I confidently explained to my classmates how majority of Caucasian’s hair is naturally straight, so they use a perm to make their hair curly, and how the majority of African American’s hair is curly, so we use a perm to make it straight. Yep, I encountered my first perm at the age of 7, and from then on out it was second nature for me. I didn’t think twice of why I had to endure putting the white stuff that burned my scalp on my head every few months. However, I must admit I enjoyed how it transformed my hair from looking like the main of a lion, to sleek and smooth. At a young age I was being conditioned to hide my curls. In retrospect, I can only think of one generation that truly embraced curls (until now). The thought of loving our curls was an advanced way of thinking. I am surprised to see the Virgin Hair Dallas collections where extensions are available for everyone, be it curls or straight or wavy. Happy to know that people all across the globe are now on the course of achieving styles that suit them, and not what the exisiting culture tries to instil within them.
For centuries women have pressed, ironed, literally ironed, burned, and damaged our hair, in an effort to make it straight. I remember carefully analyzing my hair AFTER receiving a perm, and still seeing a zig zag texture. It’s almost as if my hair was consciously telling me that I could never permanently straighten it’s natural state. It’s true, because no matter what, the roots don’t lie. It may have taken me 18 years to embrace my curls, but I honestly can’t think of a better time to be a curly head, than now.

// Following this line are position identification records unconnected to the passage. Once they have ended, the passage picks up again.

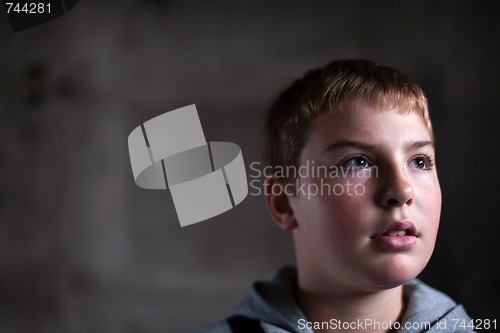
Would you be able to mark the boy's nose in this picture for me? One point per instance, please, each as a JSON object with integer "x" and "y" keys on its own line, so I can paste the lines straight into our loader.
{"x": 396, "y": 192}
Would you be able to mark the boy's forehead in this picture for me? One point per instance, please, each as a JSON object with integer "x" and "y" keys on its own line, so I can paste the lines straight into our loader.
{"x": 364, "y": 122}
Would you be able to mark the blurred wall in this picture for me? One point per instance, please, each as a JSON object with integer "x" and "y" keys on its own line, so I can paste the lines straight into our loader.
{"x": 82, "y": 249}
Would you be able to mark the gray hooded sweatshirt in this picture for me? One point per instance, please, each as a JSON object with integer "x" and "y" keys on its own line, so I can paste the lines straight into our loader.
{"x": 272, "y": 306}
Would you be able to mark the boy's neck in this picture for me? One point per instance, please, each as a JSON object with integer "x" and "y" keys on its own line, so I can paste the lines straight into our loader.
{"x": 382, "y": 307}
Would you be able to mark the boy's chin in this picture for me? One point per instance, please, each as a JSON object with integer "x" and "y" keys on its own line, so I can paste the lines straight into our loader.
{"x": 391, "y": 277}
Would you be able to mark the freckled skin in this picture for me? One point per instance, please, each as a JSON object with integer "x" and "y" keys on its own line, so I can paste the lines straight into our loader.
{"x": 332, "y": 238}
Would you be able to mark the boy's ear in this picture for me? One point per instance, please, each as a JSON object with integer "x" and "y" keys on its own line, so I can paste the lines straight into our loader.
{"x": 278, "y": 203}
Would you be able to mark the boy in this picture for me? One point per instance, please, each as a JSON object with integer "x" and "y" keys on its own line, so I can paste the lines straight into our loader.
{"x": 365, "y": 214}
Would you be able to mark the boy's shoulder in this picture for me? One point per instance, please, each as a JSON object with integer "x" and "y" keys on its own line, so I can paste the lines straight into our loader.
{"x": 429, "y": 305}
{"x": 271, "y": 305}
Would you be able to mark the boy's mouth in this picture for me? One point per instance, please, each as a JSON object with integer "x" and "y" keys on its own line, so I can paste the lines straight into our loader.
{"x": 400, "y": 228}
{"x": 398, "y": 236}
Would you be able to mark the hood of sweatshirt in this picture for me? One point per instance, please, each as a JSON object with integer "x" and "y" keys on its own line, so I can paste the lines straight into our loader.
{"x": 272, "y": 302}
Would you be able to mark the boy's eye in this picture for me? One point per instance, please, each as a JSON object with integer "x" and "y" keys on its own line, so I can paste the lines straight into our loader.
{"x": 357, "y": 162}
{"x": 422, "y": 162}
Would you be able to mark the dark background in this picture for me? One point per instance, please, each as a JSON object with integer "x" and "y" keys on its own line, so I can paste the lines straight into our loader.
{"x": 82, "y": 249}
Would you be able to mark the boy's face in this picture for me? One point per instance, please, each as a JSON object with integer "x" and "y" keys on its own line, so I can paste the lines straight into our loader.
{"x": 375, "y": 227}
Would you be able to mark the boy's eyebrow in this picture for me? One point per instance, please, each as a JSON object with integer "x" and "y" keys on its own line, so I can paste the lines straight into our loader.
{"x": 347, "y": 143}
{"x": 365, "y": 146}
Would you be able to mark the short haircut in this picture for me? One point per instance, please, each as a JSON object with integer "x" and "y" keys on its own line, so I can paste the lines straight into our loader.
{"x": 327, "y": 89}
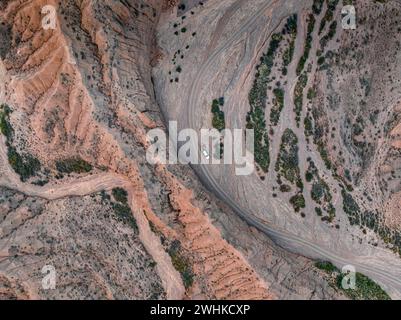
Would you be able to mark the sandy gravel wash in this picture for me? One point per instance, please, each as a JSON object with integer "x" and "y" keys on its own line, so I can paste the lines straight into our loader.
{"x": 91, "y": 184}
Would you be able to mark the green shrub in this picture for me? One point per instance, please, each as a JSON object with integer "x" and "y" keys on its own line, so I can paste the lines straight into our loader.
{"x": 298, "y": 202}
{"x": 71, "y": 165}
{"x": 181, "y": 263}
{"x": 120, "y": 195}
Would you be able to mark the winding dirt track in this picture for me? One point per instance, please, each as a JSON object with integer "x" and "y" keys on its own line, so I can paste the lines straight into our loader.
{"x": 387, "y": 275}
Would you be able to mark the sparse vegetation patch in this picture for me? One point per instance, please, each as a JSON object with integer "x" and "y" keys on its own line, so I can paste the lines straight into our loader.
{"x": 365, "y": 288}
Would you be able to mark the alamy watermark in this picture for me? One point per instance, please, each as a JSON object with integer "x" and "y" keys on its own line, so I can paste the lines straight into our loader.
{"x": 211, "y": 147}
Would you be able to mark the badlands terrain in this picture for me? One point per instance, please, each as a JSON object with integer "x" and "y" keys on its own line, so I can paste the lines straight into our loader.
{"x": 78, "y": 194}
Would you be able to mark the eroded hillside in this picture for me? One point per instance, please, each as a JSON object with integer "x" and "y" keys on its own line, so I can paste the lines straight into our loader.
{"x": 77, "y": 192}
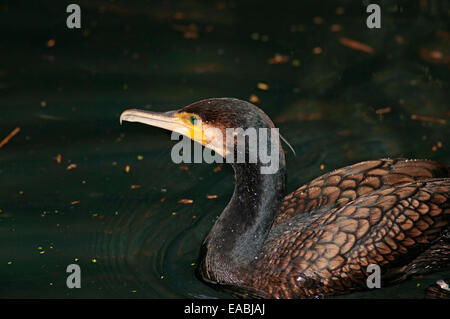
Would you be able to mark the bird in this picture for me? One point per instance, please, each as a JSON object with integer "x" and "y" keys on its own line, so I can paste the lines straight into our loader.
{"x": 319, "y": 240}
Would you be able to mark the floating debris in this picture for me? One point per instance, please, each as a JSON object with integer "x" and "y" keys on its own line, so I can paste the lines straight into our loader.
{"x": 318, "y": 20}
{"x": 317, "y": 50}
{"x": 428, "y": 119}
{"x": 50, "y": 43}
{"x": 355, "y": 45}
{"x": 340, "y": 10}
{"x": 254, "y": 99}
{"x": 335, "y": 28}
{"x": 186, "y": 201}
{"x": 262, "y": 86}
{"x": 189, "y": 31}
{"x": 278, "y": 59}
{"x": 383, "y": 110}
{"x": 399, "y": 39}
{"x": 71, "y": 166}
{"x": 10, "y": 136}
{"x": 296, "y": 62}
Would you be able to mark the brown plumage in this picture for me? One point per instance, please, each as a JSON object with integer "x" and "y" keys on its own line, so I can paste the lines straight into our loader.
{"x": 385, "y": 212}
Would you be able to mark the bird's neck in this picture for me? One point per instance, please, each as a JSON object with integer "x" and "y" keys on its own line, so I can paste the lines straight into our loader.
{"x": 239, "y": 233}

Gone are the days of desperately trying to eliminate the curls. Nope. Welcome to the future, where the curlier-the better, is the new standard of living. We now have Afro wigs (who would have ever imagined?), curly clip ins, products that cater to curly hair GALORE, and a new attitude. In case you haven’t gotten the memo; curly hair is not a trend. It’s here to stay.
This is why it was only natural for DOVE to create the Curly Hair Emoji app, to maximize curly girls around the world communication experience. I mean, it was only a matter of time, before someone tapped in to an entire tribe of women who were being overlooked. Thank you DOVE for encouraging women around the globe to love their curls.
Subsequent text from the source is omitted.